Zusammenarbeit in Pflege-Teams

Die Pflegearbeit ist ein Berufsfeld, das Menschen nicht nur körperlich stark beansprucht, auch emotional verlangen Pflegetätigkeiten und Care-Arbeit den Beschäftigten einiges ab. Der persönliche Kontakt zu berührenden Schicksalen gehört zur Normalität. Manches kann unter die Haut gehen und erfordert von professionellen Pflegeteams einen ruhigen Austausch ohne Hektik, doch gleichzeitig herrscht im Berufsalltag ein starker zeitlicher Druck. Anforderungen wie diese können miteinander in Konflikt geraten. Denn unter starkem zeitlichen Druck häufen sich kommunikative Missverständnisse. Formulierungen, die als Vorwurf verstanden werden können, verstärken diese Tendenz noch.

Umso wichtiger wird die Kommunikation. Sie ist aus einem weiteren Grund enorm bedeutend: Wertschätzende Kommunikation in einem gut aufgestellten Team stärkt die Fähigkeit des Menschen im Umgang mit Stress. In einem schlechten Team kann schon eine kleine Stichelei Menschen innerlich zum Kochen bringen und jeder Stressfaktor ist dann ein weiterer Tropfen, der das Fass zum Überlaufen bringt.

In gut arbeitenden Teams kommunizieren die Menschen ihre Stressfaktoren transparent. So lange man stets mitbekommt, dass sich alle anstrengen, lassen sich Unzulänglichkeiten leichter schultern oder man nimmt sie mit Humor. Aber was begünstigt gute Kommunikation in Pflege-Teams und was sind die kommunikativen Stützen eines wertschätzenden Miteinanders?

Die wichtigsten Elemente von guter Kommunikation im Pflege-Team

Verschiedene Menschen fügen sich unterschiedlich in den Takt des Pflegealltags ein und begegnen sich auf differenzierter Weise. Offenheit und Ehrlichkeit sind dabei extrem wichtig. In jedem Team haben sich verschiedene Rollen eingespielt und Menschen engagieren sich auf unterschiedlichste Weise. Sobald Arbeitslast aber zu ungleich verteilt wird, entsteht Missmut. Die Zusammenarbeit gerät in ein Ungleichgewicht und eine schlechte Arbeitsatmosphäre entsteht. Gute Kommunikation kann dem vorbeugen. Sie sorgt dafür, dass man einander mit Respekt begegnet, sich aktiv zuhört und Verständnis für die Situation des anderen entwickelt. Damit das möglich ist, müssen die richtigen Voraussetzungen geschaffen werden.

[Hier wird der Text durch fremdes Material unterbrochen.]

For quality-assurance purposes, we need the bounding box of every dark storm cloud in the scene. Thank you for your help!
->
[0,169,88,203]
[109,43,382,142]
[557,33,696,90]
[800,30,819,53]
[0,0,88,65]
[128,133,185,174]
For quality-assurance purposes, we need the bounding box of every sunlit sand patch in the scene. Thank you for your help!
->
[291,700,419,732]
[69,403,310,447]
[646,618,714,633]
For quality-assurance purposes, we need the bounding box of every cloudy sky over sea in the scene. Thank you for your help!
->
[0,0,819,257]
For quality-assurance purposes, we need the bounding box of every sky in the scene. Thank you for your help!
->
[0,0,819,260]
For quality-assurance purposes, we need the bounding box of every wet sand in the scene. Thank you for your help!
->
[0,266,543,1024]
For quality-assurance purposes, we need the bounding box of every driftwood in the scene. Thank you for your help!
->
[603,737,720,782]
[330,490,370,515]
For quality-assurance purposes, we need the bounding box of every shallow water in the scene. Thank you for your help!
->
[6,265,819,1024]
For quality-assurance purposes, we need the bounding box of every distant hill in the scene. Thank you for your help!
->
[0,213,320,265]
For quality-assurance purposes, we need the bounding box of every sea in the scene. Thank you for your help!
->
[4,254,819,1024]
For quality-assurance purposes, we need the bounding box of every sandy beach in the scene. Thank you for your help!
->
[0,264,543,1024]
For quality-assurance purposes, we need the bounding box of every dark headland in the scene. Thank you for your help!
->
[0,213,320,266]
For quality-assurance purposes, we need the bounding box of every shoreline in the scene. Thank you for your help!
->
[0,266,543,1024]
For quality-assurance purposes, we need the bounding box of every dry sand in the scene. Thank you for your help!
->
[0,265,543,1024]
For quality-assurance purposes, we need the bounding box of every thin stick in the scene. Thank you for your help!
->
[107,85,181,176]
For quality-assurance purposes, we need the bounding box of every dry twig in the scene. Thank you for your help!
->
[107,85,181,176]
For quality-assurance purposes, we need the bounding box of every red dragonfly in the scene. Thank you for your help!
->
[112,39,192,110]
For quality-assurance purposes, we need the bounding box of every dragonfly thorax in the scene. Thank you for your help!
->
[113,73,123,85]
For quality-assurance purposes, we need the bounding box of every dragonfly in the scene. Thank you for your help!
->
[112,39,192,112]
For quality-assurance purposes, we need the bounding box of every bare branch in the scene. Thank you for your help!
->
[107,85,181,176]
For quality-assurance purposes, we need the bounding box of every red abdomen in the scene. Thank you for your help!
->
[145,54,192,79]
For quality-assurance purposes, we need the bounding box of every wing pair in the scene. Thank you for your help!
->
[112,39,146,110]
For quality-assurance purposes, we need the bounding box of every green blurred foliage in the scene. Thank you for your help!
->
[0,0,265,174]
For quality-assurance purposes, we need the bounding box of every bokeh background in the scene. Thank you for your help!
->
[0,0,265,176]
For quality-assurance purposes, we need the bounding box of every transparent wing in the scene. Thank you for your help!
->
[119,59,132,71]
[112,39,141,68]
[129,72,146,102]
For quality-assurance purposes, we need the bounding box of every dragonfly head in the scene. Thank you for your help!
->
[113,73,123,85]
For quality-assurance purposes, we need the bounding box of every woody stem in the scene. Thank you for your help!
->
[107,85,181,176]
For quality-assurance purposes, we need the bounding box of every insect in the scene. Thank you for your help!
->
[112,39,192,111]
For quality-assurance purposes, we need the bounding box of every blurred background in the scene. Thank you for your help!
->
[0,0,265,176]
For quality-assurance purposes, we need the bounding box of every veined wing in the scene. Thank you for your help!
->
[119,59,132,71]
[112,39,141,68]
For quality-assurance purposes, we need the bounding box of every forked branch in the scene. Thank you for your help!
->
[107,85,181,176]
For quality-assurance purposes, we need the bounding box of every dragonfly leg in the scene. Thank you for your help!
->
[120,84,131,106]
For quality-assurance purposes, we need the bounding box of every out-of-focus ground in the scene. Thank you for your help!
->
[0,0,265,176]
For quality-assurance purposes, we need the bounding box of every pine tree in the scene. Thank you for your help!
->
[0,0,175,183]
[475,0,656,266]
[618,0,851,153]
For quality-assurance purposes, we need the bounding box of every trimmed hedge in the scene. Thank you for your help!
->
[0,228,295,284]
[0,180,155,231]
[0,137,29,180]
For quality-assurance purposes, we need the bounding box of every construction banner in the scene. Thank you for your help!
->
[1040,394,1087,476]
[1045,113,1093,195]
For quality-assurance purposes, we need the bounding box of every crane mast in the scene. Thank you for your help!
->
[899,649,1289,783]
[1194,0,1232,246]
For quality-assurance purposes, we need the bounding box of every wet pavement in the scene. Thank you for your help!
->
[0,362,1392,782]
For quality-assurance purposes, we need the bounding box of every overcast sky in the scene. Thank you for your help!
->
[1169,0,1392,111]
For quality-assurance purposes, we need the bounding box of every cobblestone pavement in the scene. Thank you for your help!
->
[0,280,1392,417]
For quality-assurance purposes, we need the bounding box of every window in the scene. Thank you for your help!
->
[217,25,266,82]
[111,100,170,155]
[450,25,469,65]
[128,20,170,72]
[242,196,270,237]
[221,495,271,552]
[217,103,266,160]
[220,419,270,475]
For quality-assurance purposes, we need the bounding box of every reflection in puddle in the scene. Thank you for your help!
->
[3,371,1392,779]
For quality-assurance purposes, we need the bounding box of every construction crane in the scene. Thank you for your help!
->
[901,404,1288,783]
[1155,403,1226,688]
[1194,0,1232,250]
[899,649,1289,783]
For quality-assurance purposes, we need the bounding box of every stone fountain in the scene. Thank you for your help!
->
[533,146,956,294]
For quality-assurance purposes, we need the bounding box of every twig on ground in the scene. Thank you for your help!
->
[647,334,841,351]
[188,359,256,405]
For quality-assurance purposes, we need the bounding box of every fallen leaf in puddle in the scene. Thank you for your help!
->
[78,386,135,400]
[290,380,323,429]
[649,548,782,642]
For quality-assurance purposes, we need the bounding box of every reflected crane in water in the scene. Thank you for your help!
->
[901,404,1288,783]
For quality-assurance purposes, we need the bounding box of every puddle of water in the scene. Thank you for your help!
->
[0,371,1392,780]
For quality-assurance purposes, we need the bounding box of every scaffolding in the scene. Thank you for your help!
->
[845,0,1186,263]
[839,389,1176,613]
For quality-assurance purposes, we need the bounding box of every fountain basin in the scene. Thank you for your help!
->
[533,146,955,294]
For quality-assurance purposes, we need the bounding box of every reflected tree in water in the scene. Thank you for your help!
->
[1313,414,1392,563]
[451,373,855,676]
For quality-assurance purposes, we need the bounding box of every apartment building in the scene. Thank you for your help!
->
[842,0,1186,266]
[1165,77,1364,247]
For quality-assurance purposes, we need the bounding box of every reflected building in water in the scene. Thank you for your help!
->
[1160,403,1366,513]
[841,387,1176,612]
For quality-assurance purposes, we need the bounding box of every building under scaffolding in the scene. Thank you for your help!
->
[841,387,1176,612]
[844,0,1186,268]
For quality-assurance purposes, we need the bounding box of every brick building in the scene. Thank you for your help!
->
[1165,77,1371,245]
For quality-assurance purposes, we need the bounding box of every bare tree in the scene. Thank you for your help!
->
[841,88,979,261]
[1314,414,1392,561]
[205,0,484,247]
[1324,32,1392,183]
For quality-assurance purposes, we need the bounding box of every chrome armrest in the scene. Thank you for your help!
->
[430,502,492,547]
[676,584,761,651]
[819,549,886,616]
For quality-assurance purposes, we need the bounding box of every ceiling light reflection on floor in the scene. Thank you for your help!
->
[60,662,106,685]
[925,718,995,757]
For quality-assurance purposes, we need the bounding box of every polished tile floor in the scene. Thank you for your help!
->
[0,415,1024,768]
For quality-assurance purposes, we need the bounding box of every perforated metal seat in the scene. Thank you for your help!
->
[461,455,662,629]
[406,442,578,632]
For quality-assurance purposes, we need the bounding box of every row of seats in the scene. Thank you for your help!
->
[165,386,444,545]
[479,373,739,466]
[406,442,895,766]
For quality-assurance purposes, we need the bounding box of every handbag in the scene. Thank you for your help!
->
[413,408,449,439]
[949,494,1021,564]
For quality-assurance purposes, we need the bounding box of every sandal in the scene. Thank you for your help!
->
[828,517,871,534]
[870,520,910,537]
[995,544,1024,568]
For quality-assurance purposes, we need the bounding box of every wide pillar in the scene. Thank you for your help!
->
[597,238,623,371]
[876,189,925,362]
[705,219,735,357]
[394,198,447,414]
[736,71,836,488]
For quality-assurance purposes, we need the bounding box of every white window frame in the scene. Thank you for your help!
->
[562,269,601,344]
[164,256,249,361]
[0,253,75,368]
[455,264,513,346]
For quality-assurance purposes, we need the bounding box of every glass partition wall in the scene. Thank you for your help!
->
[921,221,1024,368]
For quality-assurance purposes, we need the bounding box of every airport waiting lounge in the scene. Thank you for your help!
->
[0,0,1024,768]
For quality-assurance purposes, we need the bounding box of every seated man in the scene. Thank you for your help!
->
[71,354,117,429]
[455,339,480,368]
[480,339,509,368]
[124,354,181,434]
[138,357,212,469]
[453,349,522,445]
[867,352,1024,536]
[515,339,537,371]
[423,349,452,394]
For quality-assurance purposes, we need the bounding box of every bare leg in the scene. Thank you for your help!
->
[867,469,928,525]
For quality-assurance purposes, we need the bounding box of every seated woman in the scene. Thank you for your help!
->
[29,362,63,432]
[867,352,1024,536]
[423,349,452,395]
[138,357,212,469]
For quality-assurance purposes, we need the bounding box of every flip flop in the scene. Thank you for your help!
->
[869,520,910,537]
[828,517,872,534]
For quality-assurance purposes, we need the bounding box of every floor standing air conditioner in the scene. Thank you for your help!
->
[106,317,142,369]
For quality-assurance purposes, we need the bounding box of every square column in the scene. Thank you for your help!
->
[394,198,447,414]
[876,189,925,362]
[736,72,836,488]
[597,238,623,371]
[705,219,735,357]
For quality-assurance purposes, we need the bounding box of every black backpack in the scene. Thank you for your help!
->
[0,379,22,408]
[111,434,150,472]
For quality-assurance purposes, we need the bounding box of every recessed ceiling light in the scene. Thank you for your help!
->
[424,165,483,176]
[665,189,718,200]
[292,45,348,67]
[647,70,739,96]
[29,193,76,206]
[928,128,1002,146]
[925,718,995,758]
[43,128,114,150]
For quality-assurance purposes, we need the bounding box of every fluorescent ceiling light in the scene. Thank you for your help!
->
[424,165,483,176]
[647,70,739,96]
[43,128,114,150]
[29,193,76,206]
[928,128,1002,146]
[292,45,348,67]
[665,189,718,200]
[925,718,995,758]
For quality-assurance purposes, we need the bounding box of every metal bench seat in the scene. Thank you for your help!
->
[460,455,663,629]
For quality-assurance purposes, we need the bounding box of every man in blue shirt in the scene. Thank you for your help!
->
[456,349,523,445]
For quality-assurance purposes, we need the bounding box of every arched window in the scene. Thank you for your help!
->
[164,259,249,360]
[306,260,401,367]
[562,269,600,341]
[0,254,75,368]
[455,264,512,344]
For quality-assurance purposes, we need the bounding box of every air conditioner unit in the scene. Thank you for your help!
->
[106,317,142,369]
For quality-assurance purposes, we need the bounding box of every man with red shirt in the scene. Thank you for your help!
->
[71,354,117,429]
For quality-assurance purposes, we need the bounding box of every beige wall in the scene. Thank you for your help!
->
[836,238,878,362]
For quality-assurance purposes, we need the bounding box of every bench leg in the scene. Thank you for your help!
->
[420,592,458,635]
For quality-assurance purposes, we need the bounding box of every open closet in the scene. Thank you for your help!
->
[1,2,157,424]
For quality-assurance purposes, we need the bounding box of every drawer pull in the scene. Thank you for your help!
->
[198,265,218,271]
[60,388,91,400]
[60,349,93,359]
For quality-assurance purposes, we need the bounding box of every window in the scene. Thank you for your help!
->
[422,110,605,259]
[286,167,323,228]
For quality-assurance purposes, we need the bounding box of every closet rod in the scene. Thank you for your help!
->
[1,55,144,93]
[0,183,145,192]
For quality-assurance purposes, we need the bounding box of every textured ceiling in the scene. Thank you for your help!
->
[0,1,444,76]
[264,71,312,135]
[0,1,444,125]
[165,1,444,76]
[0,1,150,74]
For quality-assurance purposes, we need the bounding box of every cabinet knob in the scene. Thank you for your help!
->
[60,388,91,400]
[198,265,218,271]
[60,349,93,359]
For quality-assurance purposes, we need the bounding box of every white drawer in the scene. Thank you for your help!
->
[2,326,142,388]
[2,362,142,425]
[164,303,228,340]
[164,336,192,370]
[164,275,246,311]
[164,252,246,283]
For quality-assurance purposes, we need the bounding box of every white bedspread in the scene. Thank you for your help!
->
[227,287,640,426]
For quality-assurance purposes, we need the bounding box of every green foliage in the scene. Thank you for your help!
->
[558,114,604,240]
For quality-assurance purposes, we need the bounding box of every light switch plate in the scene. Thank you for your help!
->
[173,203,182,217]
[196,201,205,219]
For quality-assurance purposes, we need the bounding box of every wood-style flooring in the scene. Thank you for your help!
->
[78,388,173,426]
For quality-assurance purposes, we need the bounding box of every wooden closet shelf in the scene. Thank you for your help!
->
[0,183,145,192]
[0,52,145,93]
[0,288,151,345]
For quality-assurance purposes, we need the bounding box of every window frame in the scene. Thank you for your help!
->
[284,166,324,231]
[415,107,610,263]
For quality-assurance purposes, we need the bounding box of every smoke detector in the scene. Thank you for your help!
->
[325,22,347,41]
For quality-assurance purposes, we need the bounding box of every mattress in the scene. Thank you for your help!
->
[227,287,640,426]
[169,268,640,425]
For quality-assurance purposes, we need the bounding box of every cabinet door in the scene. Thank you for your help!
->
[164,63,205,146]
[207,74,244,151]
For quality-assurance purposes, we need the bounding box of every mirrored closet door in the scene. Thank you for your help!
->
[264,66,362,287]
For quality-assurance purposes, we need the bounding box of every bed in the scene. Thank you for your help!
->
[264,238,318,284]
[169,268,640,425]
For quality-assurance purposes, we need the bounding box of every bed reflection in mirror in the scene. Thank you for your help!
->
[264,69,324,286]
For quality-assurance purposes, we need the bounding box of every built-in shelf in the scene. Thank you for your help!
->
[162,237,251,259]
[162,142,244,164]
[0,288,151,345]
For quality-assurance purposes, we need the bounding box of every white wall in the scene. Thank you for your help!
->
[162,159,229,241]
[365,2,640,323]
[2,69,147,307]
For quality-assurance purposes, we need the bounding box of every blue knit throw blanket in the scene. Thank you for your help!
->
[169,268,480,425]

Gelingende Kommunikation beginnt nicht erst bei der Wertschätzung gegenüber anderen Menschen. Sie fängt bei der Wertschätzung der eigenen Bedürfnisse an. Es ist enorm wichtig, sich eigene Gefühle einzugestehen und diese zur Sprache zu bringen. Nur wenn diese klar benannt werden, können andere Menschen auch Rücksicht darauf nehmen. Manche Beschäftigte aus der Pflege neigen dazu, ihre eigenen Gefühle hintenanzustellen. Sie kümmern sich vornehmlich um die Belange anderer Menschen und möchten dabei niemanden vor den Kopf stoßen. Eine klare Ansage zu den eigenen Bedürfnissen ist enorm wichtig für ein authentisches Gespräch im Team.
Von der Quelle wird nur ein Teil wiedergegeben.